Por Alfredo Espinosa*

En 1950, el pequeño artista tenía dos o tres meses, y hasta su cuna habría de alcanzarlo la tragedia.

La hierba estaba alta y seca y los campesinos de Parácuaro preparaban la tierra para el próximo cultivo. Su padre, Gabriel Aguilera, azuzado ya por las deudas y por los demonios de la locura, se dispone a quemar los montoncitos de hierba que había arrancado desde el amanecer.

El aire sopla, todavía fresco, con ráfagas furiosas.

Gabriel Aguilera prende un cerillo, lo acerca a la yesca y presurosamente la lumbrada crece, el incendio se propaga por los pastizales, su oleaje es poderoso e impredecible y cabalga por otras tierras y termina arrasando con propiedades propias y ajenas. Cuando las cenizas se dispersan por el aire, el loco Gabriel se echa al agua, asustado y con la piel quemada. Y cuando sale de ella, el pueblo entero quiere lincharlo. La familia se apresura a protegerlo y por fin se decide a llevarlo a La Castañeda, el manicomio de la Ciudad de México.

Meses después se fuga del hospital y retorna a Parácuaro.
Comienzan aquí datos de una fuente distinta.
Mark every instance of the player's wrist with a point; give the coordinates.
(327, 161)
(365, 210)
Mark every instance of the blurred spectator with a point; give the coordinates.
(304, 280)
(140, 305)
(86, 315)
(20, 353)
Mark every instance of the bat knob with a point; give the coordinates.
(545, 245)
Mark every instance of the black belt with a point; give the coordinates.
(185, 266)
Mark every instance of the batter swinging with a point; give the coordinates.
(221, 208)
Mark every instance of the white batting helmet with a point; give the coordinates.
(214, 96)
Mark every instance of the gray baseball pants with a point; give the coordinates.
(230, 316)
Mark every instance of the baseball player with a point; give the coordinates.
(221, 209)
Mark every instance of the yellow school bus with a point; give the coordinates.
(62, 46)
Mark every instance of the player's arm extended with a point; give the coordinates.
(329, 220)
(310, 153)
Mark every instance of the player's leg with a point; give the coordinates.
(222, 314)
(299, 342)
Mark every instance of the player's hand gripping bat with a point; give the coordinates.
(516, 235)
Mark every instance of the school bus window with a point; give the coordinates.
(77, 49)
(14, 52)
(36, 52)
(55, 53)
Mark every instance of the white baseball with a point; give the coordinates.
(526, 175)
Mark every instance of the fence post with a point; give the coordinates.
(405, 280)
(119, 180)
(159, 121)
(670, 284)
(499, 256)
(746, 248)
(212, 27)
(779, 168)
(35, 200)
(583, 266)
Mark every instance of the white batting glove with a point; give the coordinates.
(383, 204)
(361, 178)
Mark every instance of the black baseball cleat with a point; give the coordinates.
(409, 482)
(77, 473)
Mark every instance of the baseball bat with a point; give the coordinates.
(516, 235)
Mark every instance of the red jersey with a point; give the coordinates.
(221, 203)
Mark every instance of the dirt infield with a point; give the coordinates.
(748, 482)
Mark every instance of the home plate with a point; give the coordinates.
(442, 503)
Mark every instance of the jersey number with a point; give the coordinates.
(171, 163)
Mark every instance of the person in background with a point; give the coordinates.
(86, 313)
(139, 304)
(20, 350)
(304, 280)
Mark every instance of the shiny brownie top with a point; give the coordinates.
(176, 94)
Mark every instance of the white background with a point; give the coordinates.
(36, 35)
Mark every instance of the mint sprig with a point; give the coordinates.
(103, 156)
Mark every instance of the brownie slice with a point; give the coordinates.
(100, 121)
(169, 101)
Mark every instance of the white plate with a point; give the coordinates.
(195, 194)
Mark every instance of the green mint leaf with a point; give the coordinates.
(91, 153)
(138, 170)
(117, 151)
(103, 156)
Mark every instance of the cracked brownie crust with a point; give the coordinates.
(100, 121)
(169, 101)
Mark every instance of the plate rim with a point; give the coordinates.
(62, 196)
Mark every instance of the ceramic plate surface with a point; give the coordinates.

La inquietud renace, la familia se divide. Gabriel alucina y delira, por lo deciden que el loco Gabriel debe reinternarse.

Victoria, amamantando todavía al pequeño artista, en la miseria y con el marido en el manicomio de la Ciudad de México, decide cargar con sus hijos y marchar rumbo a la frontera norte. El hijo más pequeño va en sus brazos y todavía se llama Alberto Aguilera. No la deja moverse libremente. Quien años más tarde será Juan Gabriel es un estorbo y aun así Victoria emprende su viacrucis.

La familia de Juan Gabriel es el testimonio doloroso de los fracasos de los programas gubernamentales para el campo, y documenta con su propio éxodo y trashumancia la irresponsabilidad del poder político en México.

Me has dejado solo,  estoy llorando

Al llegar a Ciudad Juárez, Victoria lucha, es paracaidista en una colonia en las márgenes de una ciudad que crece anárquicamente, construye con cartones su casa en los desiertos. Trabaja de sirvienta y sus hijos mayores suman sus fuerzas para enriquecer a la naciente y ya desalmada industria maquiladora, ese eslabón estratégico del apresurado proyecto neoliberal. Apenas ganan para sobrevivir; ella necesita apoyo para continuar las batallas en un desierto en vías de asfaltarse y se consigue un hombre. Ella jamás podrá entender la canción que veinte años más tarde cantaría un tal Juan Gabriel, que resultaría ser el hijo que cargaba entre sus brazos, acerca de que “en la frontera, en la frontera, la gente es más feliz y más sincera”.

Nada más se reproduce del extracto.